Everybody notices when something big fails—like AWS’s US-EAST-1 region. And fail it did. All sorts of services and sites became inaccessible, and we all knew it was Amazon’s fault. A week later, when I run into a site that’s down, I still say, “Must be some hangover from the AWS outage. Some cache that didn’t get refreshed.” Amazon gets blamed—maybe even rightly—even when it’s not their fault.
I’m not writing about fault, though, and I’m also not writing a technical analysis of what happened. There are good places for that online, including AWS’s own summary. What I am writing about is a reaction to the outage that I’ve seen all too often: “This proves we can’t trust AWS. We need to build our own infrastructure.”
Building your own infrastructure is fine. But I’m also reminded of the wisest comment I heard after the 2012 US-EAST outage. I asked JD Long about his reaction to the outage. He said, “I’m really glad it wasn’t my guys trying to fix the problem.”1 JD wasn’t disparaging his team; he was saying that Amazon has a lot of expertise in running, maintaining, and troubleshooting really big systems that can fail suddenly in unpredictable ways—when just the right conditions happen to tickle a bug that had been latent in the system for years. That expertise is hard to find and expensive when you find it. And no matter how expert “your guys” are, all complex systems fail. After last month’s AWS failure, Microsoft’s Azure obligingly failed about 10 days later.
I’m not really an Amazon fan or, more specifically, an AWS fan. But outages like this should force us to remember what they do right.

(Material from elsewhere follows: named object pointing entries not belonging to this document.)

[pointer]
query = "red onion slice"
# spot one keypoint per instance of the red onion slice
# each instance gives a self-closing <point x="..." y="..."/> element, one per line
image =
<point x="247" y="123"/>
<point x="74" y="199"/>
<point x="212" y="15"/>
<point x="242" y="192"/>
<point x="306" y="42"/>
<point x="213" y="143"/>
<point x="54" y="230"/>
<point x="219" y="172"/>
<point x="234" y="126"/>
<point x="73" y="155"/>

AWS outages also warn us that we need to learn how to “craft ways of undoing this concentration and creating real choice,” as Signal CEO Meredith Whittaker points out. But Meredith understands how difficult it will be to build this infrastructure and that, for the present, there’s no viable alternative to AWS or one of the other hyperscalers.

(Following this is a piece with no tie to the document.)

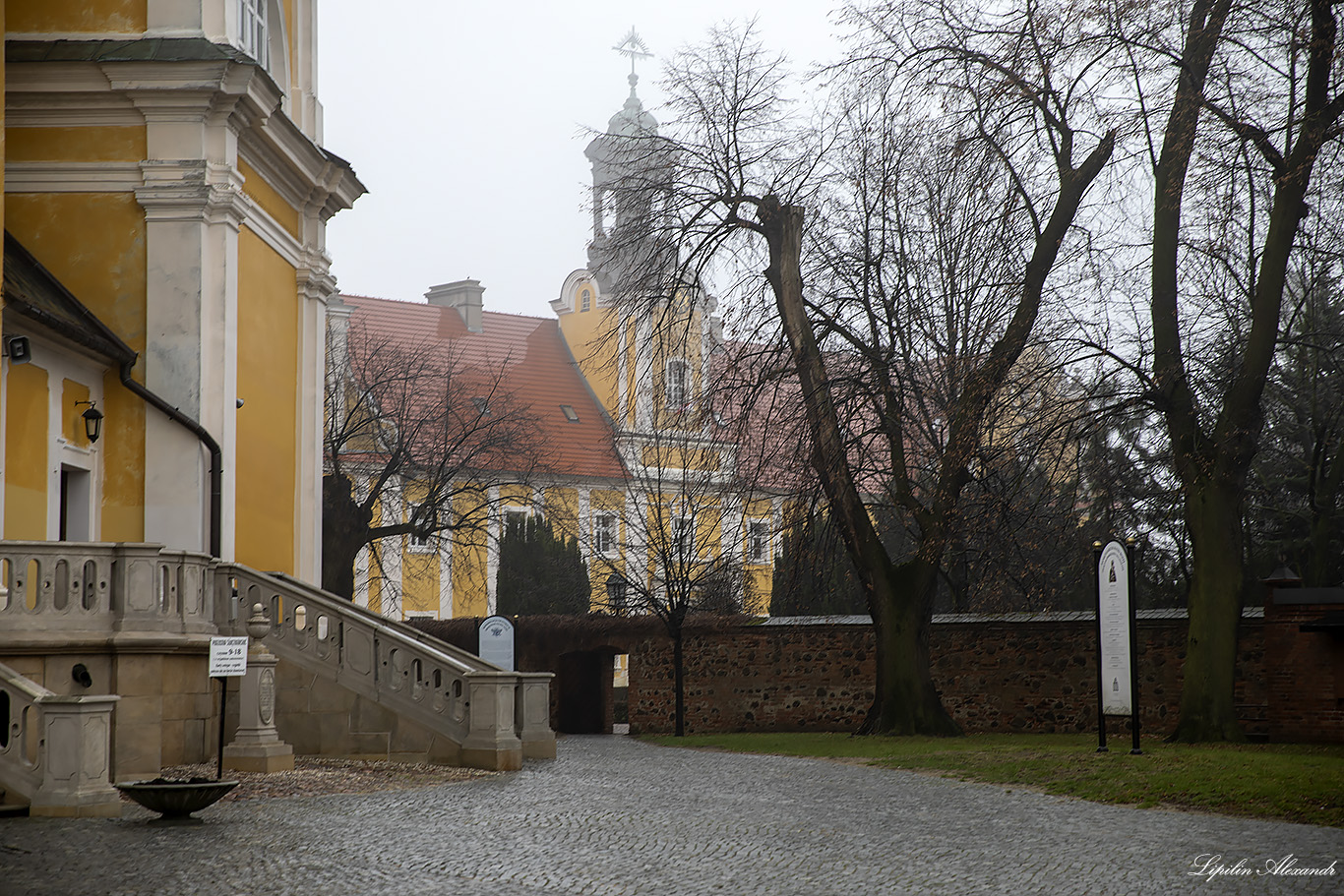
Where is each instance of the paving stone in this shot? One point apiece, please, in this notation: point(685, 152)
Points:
point(614, 817)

Operating and troubleshooting large systems is difficult and requires very specialized skills. If you decide to build your own infrastructure, you will need those skills. And you may end up wishing that it isn’t your guys trying to fix the problem.
Footnote
- In 2012, I happened to be flying out of DC just as the storm that took US-EAST down was rolling in. My flight made it out, but it was dramatic.